Employees at French cosmetics giant L’Oréal have been returning to the office three days a week for more than a year. But the company’s upper management decided that wasn’t enough. Starting last week, employees are required to work twice a month on Fridays. The company’s 87,000 employees were informed of the new rules last month, which went into effect Thursday. Sunday Times report. Executives say they hope the new rules will “encourage employee collaboration.” times.
Things weren’t always like this. Back in November 2022, L’Oréal US CEO David Greenberg, like many of his colleagues, announced that employees would have to return to the office three days a week. Mr. Greenberg was content to accept an agreement in which employees at the cosmetics giant’s West Coast headquarters in El Segundo, California, would be welcomed back with a personal butler.
For $5 an hour, permanent employees at L’Oréal, whose subsidiaries include Kiehl’s, Maybelline and La Roche-Posay, can hire a concierge to help with personal chores. Los Angeles Times It was reported at the time. This includes things like driving to the gas station, picking up laundry, and taking your pet to dog daycare.
L’Oréal has offered concierge benefits in some form since 2009, but with everyone going remote during the pandemic, they’ve taken on new importance as a bargaining chip to get employees back to their desks. Ultimately, the company was in a better position than other companies. The office has a gym, restaurant, tons of free merchandise, and even a coffee bar that doubles as a bar. luck Reported in 2022.
Still, the near-free concierge benefit is the crown jewel. L’Oréal subsidized the cost of these concierges, and CEO Greenberg felt it was worth it. “We are in a human-driven industry,” Greenberg said. LA Times. “[There is] It requires engagement, creativity, sharing and learning from each other. ”
Of the large companies that have similarly enacted return-to-office mandates, including Meta, Salesforce, and Google, only L’Oréal made a real effort to make the deal more favorable. Other companies have actually worked backwards, stripping workers of benefits they enjoyed during the pandemic. (Meta is ending free laundry and dry cleaning benefits in 2022 and shortening the cut-off time for free meal rules from 6:30 p.m. to 6 p.m.)
passion, attachment, creativity
At the World Economic Forum in Davos last month, Nicolas Hieronymus, the company’s global CEO, said that even if they come to work three days a week, employees lack “passion, attachment and creativity.” said.
If you ask other business leaders, this is an unusual move.
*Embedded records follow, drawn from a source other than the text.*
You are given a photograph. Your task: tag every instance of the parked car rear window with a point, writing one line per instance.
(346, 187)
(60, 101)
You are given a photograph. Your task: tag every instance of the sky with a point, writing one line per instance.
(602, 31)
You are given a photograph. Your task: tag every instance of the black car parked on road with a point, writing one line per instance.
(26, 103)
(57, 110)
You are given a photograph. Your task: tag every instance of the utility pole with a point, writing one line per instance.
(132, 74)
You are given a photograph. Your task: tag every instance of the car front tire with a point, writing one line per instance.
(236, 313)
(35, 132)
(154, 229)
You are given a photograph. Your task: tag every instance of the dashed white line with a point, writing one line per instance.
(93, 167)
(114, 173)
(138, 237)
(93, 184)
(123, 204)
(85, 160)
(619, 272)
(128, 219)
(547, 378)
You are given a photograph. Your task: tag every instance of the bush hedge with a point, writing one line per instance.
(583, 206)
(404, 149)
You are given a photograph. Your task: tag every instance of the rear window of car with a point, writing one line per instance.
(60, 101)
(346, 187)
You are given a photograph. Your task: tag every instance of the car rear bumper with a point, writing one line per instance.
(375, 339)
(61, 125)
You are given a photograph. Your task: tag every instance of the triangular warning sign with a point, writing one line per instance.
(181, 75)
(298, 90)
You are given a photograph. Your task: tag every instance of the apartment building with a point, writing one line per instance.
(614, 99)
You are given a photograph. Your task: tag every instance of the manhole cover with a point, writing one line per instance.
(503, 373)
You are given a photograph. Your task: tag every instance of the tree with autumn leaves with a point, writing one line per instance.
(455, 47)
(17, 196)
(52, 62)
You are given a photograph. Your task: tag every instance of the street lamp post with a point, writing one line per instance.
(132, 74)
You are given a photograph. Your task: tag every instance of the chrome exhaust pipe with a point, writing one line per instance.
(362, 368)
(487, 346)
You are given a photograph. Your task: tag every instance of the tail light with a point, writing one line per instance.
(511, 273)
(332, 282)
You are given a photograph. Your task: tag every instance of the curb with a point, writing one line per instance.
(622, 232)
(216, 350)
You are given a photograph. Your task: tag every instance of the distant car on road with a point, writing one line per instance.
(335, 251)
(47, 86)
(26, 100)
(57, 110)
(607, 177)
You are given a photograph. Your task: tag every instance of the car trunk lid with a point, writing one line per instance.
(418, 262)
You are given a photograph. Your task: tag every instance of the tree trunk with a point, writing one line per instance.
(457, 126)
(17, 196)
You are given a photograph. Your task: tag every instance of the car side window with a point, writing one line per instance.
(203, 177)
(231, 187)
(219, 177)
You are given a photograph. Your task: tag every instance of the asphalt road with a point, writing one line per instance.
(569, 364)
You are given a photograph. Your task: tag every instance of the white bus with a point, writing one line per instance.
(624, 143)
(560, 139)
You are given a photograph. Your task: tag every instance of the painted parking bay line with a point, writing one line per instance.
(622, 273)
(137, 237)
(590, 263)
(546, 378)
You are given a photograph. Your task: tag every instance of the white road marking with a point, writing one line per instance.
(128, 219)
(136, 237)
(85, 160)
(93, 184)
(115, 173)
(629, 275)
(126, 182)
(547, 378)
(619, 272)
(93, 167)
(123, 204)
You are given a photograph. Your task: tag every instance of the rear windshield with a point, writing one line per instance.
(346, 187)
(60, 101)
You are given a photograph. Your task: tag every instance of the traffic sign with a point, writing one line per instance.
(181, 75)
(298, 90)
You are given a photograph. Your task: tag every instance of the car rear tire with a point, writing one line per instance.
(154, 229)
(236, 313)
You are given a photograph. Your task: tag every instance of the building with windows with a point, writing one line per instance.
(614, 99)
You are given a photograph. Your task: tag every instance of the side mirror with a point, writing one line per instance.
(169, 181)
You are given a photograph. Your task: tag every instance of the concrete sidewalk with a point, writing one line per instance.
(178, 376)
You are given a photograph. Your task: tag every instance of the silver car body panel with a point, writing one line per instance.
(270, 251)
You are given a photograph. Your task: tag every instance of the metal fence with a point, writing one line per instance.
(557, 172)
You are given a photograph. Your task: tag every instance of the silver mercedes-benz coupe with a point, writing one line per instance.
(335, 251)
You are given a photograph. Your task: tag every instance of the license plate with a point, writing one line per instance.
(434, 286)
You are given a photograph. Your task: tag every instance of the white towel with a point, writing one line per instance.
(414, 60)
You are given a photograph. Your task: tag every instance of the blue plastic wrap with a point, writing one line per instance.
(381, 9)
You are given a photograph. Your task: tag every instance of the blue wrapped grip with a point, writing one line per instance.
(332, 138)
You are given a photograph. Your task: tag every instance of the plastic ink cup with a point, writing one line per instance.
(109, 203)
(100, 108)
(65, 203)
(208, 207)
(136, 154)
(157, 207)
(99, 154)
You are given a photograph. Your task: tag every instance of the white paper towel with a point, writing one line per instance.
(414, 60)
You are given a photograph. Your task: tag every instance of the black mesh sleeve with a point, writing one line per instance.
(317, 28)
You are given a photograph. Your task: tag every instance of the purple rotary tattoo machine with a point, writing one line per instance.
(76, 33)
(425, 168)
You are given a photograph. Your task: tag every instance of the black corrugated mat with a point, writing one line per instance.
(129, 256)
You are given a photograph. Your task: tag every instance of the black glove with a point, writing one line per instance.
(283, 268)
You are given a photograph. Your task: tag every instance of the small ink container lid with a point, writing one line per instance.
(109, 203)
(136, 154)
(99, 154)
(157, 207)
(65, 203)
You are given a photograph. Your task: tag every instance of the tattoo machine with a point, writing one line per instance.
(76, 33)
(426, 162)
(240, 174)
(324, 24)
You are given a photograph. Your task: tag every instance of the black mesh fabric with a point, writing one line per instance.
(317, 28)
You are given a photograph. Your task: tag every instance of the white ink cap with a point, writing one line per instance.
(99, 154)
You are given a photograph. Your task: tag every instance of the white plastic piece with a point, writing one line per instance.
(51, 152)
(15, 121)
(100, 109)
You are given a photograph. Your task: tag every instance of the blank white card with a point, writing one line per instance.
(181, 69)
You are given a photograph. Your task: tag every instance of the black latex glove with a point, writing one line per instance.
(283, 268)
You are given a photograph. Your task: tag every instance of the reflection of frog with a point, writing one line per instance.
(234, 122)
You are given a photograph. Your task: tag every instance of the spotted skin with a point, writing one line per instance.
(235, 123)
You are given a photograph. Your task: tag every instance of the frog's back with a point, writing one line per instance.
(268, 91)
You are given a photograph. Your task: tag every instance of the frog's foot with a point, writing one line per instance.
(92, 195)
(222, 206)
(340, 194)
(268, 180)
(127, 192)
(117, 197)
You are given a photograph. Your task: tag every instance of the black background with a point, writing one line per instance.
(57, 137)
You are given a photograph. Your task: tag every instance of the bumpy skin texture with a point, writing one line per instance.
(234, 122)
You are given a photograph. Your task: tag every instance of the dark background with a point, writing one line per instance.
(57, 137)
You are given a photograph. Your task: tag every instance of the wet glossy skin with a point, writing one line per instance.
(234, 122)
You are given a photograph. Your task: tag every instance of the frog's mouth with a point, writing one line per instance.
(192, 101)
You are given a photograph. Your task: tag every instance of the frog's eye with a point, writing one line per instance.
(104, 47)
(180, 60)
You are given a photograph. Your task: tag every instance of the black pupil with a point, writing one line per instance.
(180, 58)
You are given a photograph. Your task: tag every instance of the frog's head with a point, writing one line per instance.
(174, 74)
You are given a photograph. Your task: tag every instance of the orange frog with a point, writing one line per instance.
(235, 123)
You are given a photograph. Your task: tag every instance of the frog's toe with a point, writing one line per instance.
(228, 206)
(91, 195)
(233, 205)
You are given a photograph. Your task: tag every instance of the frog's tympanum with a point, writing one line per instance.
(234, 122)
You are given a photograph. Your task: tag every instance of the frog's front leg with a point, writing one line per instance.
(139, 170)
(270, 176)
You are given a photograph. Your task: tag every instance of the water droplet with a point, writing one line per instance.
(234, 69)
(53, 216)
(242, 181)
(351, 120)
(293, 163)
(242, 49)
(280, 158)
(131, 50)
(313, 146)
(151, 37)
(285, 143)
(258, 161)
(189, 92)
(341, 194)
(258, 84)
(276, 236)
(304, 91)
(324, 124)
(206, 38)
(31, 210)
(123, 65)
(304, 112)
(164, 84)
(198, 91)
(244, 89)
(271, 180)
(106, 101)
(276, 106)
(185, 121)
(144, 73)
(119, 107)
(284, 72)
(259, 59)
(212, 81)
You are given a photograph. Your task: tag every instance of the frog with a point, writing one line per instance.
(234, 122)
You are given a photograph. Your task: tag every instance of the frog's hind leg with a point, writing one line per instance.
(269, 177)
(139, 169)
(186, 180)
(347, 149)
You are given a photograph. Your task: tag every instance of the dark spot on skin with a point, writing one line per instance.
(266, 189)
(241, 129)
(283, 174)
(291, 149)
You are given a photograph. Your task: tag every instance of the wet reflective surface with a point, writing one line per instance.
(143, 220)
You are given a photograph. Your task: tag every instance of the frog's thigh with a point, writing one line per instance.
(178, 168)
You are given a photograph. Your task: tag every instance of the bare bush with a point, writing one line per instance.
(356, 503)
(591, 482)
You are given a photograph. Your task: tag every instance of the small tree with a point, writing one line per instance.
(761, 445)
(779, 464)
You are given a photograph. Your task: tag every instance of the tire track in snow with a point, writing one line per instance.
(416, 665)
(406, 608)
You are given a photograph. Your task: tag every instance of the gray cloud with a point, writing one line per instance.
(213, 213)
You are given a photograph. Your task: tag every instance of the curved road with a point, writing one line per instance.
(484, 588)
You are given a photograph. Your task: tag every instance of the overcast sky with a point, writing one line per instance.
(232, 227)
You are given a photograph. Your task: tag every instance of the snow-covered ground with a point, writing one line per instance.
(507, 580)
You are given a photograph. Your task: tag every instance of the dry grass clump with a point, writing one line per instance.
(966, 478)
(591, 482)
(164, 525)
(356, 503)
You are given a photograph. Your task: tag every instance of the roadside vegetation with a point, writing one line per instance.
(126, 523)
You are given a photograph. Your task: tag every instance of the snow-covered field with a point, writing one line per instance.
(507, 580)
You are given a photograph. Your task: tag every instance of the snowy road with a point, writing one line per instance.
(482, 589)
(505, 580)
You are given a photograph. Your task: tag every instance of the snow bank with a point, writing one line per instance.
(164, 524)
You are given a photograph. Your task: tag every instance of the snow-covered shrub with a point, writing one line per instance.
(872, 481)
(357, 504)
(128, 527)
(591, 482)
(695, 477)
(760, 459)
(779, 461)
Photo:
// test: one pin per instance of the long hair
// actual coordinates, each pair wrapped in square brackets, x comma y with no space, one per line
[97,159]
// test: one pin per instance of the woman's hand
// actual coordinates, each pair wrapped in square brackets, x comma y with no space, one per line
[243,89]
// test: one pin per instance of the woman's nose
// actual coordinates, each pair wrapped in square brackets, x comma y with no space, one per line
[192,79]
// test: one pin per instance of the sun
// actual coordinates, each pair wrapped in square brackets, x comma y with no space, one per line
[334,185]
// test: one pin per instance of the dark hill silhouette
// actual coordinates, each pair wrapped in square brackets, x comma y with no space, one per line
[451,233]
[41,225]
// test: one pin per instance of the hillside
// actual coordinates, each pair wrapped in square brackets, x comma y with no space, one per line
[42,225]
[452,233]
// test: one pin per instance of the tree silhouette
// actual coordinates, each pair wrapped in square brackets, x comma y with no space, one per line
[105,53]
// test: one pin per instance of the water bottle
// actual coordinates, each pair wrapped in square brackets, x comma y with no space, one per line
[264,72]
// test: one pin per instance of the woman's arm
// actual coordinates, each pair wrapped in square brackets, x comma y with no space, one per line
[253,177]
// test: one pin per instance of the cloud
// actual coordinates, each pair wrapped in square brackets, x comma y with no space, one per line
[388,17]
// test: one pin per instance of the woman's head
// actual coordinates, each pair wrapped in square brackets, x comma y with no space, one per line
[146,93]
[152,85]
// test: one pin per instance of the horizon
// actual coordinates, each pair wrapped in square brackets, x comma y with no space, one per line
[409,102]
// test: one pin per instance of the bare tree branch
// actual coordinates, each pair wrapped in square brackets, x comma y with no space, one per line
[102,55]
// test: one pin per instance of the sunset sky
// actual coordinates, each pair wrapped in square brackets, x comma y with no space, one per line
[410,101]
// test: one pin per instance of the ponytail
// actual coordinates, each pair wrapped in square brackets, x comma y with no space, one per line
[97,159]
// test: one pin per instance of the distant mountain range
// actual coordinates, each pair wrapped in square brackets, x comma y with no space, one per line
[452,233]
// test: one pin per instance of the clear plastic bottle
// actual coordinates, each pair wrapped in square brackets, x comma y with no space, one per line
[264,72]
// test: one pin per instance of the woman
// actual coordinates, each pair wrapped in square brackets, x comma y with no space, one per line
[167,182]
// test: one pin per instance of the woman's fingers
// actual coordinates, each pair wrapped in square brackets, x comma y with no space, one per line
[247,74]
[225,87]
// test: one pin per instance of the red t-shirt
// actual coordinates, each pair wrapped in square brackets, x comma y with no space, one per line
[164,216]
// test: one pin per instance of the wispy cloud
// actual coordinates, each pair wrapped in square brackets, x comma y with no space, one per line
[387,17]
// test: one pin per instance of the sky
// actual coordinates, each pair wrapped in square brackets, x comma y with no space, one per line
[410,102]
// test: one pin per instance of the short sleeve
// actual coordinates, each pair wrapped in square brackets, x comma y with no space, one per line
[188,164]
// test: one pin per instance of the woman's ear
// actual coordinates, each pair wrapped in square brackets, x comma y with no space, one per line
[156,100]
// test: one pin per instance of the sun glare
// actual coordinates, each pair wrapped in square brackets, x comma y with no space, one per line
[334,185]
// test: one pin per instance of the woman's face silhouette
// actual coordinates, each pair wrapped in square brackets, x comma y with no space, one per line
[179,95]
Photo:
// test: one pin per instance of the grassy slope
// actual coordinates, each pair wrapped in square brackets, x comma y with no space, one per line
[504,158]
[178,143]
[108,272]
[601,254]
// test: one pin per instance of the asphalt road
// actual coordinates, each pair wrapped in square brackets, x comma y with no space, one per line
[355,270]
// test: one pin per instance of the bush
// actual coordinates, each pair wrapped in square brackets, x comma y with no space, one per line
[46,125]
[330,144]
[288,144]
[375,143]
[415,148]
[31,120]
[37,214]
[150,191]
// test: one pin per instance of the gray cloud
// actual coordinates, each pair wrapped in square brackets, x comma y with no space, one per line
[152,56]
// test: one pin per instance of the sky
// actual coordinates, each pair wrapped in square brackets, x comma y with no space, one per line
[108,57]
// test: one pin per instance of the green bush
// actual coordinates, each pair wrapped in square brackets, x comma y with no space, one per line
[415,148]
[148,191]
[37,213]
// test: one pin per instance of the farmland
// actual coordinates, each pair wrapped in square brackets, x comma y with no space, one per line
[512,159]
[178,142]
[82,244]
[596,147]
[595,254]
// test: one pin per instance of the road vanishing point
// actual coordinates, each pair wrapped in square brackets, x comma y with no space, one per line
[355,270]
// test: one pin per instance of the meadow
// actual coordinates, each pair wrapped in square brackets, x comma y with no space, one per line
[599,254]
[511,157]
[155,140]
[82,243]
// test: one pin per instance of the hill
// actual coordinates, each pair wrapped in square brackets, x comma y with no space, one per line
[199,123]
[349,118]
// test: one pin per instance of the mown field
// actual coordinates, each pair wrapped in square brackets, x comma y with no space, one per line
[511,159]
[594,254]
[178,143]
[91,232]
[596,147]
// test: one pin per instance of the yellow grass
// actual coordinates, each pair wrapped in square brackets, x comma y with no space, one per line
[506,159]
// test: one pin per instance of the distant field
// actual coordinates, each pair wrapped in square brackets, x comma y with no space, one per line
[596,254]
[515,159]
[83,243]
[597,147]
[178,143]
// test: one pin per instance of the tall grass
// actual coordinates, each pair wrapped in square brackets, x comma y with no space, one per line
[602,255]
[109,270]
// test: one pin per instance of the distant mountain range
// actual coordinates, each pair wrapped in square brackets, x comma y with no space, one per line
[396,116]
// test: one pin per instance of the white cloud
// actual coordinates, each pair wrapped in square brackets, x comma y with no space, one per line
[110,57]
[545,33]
Over the summer, Stephen Ross, the billionaire chairman of Vornado Corporation, one of New York City’s largest commercial landlords, publicly deemed Friday “to perish forever,” and even Monday as in jeopardy. Ta.
“I thought it would be more stable this way, but it turned out…Friday.” [is] Nick Bloom, an economist and home health expert at Stanford University, said he is increasingly winning in the WFH stakes. luck Email in August. “I think this is part of a larger push towards coordinated hybrid, where our companies are encouraging people to come to work on the same day.”
Perhaps unsurprisingly, Fridays are always the busiest day in the office. Average workers jumped at the chance to start their weekends a little earlier, and even before the pandemic, the appeal of “Summer Fridays” spoke to the general public’s desire for a softer Saturday. With the growing push for a four-day work week, with Fridays typically cut first, it’s no wonder L’Oréal is one of the few companies to specifically mandate Fridays.
Not so as far as L’Oreal is concerned. That’s one reason L’Oréal “got serious” about returning to the office after the pandemic, Hieronymus continued in Davos. Now they say, ‘Oh my God, that was a mistake, please come back.’ ”
“I think it’s important to be in the office. It’s about serendipity. It’s about meeting people,” Hieronymus said, adding that remote work is “very bad” for workers’ mental health. On the other hand, in-person work is “essential for the company and for the employees. It’s also fair to the blue-collar workers who work in the factories every day.”